Storm Study

Storm Study – Pencil, Watercolor – 8 x 8 inches.

It wasn’t long ago when small green shapes, like soft blades, slowly poked up out of the dirt and last autumn’s leaves, the color of rusted iron. Then stems and yellow petals. Red, blue, golden too, and purple. It felt like months of winter here in the hills were beginning to blossom into spring. Almost. Then one afternoon our green world turned back into white.

The tulips and daffodils don’t seem to mind. Nor do the Sparrows, Finches, and Western Bluebirds. (Shh, I don’t mind either.
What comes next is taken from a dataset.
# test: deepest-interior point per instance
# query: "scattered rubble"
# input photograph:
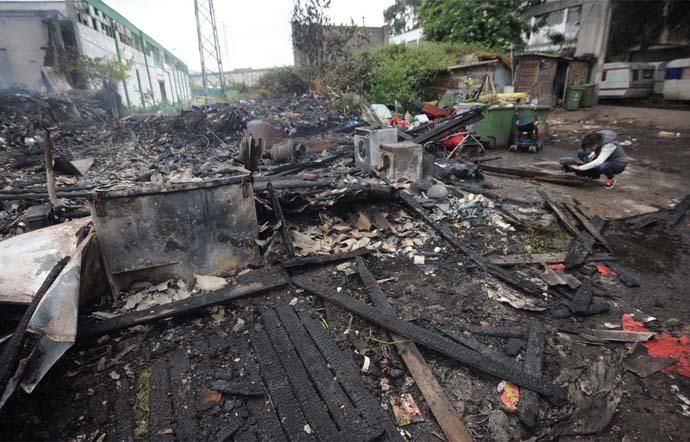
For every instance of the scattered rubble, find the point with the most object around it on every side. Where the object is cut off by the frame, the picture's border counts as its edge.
(263, 270)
Shh, it’s heretical to say this in California, but I don’t want to let go of the snow’s cold embrace.)

The Seventh Storm of Winter

Dearly beloved, we are gathered here
to bless the falling snow.

Let it bury us and all our cares and pains, and bury
every one of our wishes and preoccupations, especially
the ones we think are most important.

Let it, which neither scorns nor loves, but falls
on all our lives with the same indifferent silence,
bury our pasts and bury every one of our dreams as well.

We pray you, blessed snow, to leave bare spots
beneath the apple trees for winter birds to peck for
seeds, but otherwise, please blanket our incessant

human chatter beneath the frigid benediction of your
whiteness so we can pull up the covers of our beds
and burrow even deeper into sleep like hibernating bats

and bears and not emerge until the ides of March, or April,
or maybe not until the ides of May.

(There you have it, friends: Shh, I hope my secret thoughts are safe with you.)

A Taste of Summer

A Taste of Summer (from a sketchbook) – Pencil, ink, watercolor – 8.5 x 11 inches.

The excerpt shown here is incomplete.